Tuesday, January 29, 2008

Head space and desire.

Dave Hickey describes his experience of watching Andy Warhol's film Haircut kind of like this:

The art misfits are gathered together in a video screening room for art house film night. "Haircut" comes on; everyone sort of settles in for the experience. The group is lulled into a sense of transfixed boredom as the man on screen receives his haircut. Snip, snip, snip. Suddenly, the man casually lights a cigarette. Oh, my, god, that was action! There are cheers. This simple action as a release blows Dave's mind. The man smokes the cigarette as his haircut is finished. The film ends. Everyone is excited.

Jonathan Horowitz's
mon-sun, currently on display at MoMA, takes this feeling of excitement away from any actual experience and places it firmly in the viewers head.

As pictured to the left there is a TV set with a VHS player. Seven video cassettes are labeled with the days of the week. The monitor displays the name of the day in which you encounter the piece.

Sunday is displayed and I can't help but imagine six hours in the future when a gnome walks up, ejects the current cassette, and puts in "Monday." The gnome looks at his calendar makes a satisfied check-mark and saunters through the hallowed halls passed the almost entirely uninteresting Martin Puryear's and back into his little gnome world.

In contrast with the experience of the Warhol film any action associated with mon-sun will most likely take place while no one is around. (Although can you imagine the cheer after a dedicated 24 hours of watching this? That would only be one day. The week long run would 168 of mind numbing with seven instances of movement. Eat your heart out Douglas Gordon.) So any experience of a specific event taking place is must be differed to our imagination. Standing in front of the piece we are left with the unalterable, continuous present. This is an amusing context for such a moment. We are surrounded by thousands of objects which scream, "Change." While we share our time with Jonathan we only have our head space and the hope for a seven day cycle.

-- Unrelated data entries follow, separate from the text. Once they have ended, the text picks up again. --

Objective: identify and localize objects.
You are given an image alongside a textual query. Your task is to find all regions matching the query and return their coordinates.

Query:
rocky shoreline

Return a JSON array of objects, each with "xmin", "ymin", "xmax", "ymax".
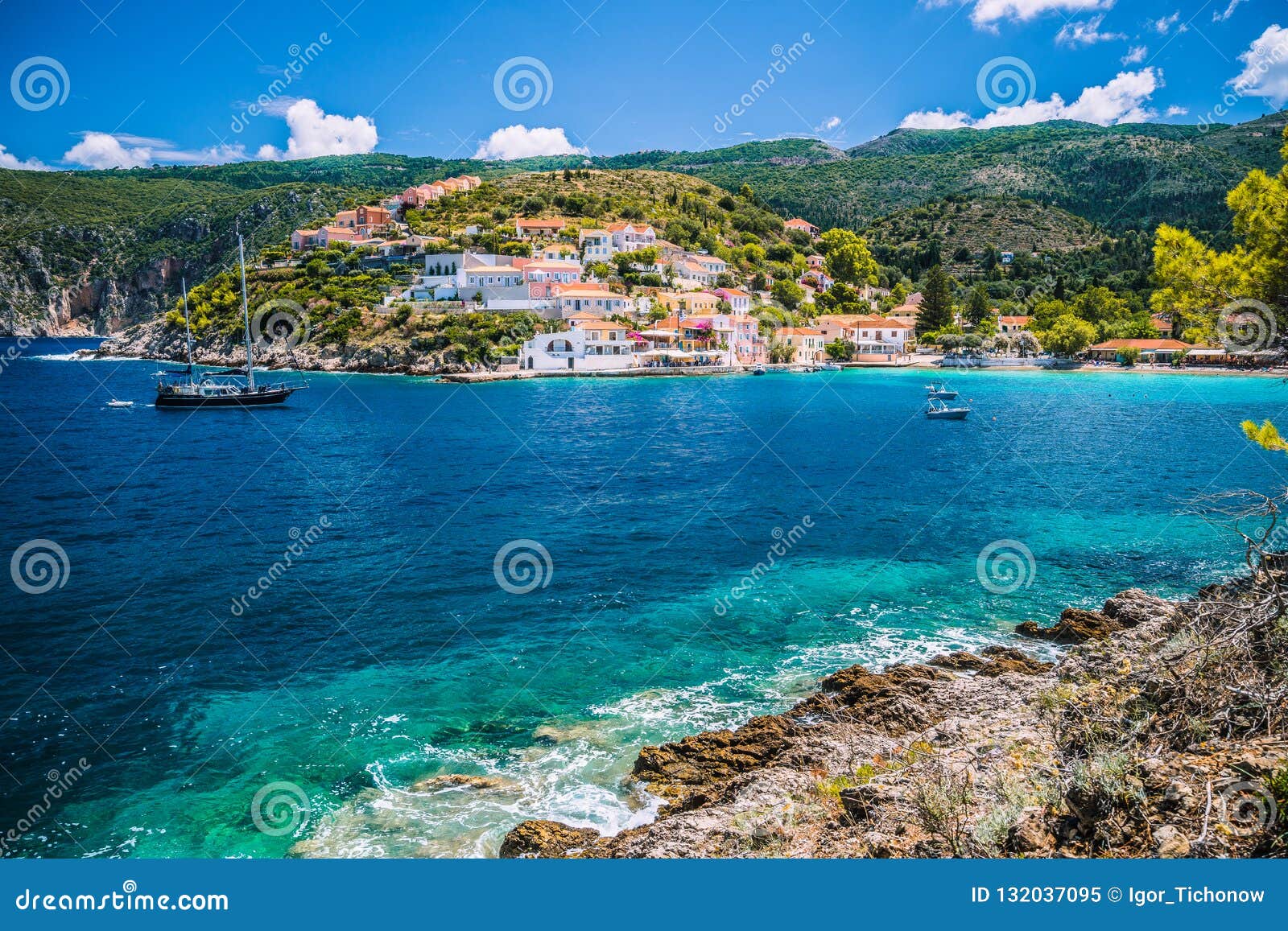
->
[{"xmin": 500, "ymin": 575, "xmax": 1288, "ymax": 858}]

If Horowitz's piece leaves us where we are, Cheryl Donegan's Head confused me and then excited me. Then it confused me again. I left excited but then this ended up continuing to be confusing. It was in a section marked "Provocation." The piece consists of another TV, this one shows a lady (Cheryl) bending down to suck down some milk which is coming out of a green jar. She allows the milk to fill her mouth, plugs the whole, spits the milk back into the jar and repeats the process for the next three minutes or so. The background is pink, her hair is short, and the work she has put herself to gets sloppier as she performs the task. I felt a little dirty looking at it; that was kind of exciting. I shouldn't blame Cheryl's piece for confusing me. I think it is pretty straight forwardly a representation of a woman giving head. I guess I should just learn to be ok with getting excited by that.

Sunday, January 27, 2008

To be a kid again or always.


18.2 tons for that massive piece of plastic? Fantastic. Ideas of childhood, birth, and I am pretty sure there is a bit about of growing up in Charles Ray's recent exhibition just closing at Matthew Marks on 22nd St. He has made three pieces which appear to have this content: really heavy things made to look light; children controlling objects of feminine desire; and delicate things represented as delicate. Thank you Charles for giving us a few moments to reflect on our own past, what the Volkswagen Beetle means for the feminization of the contemporary automobile, and why many of us choose to not eat chicken.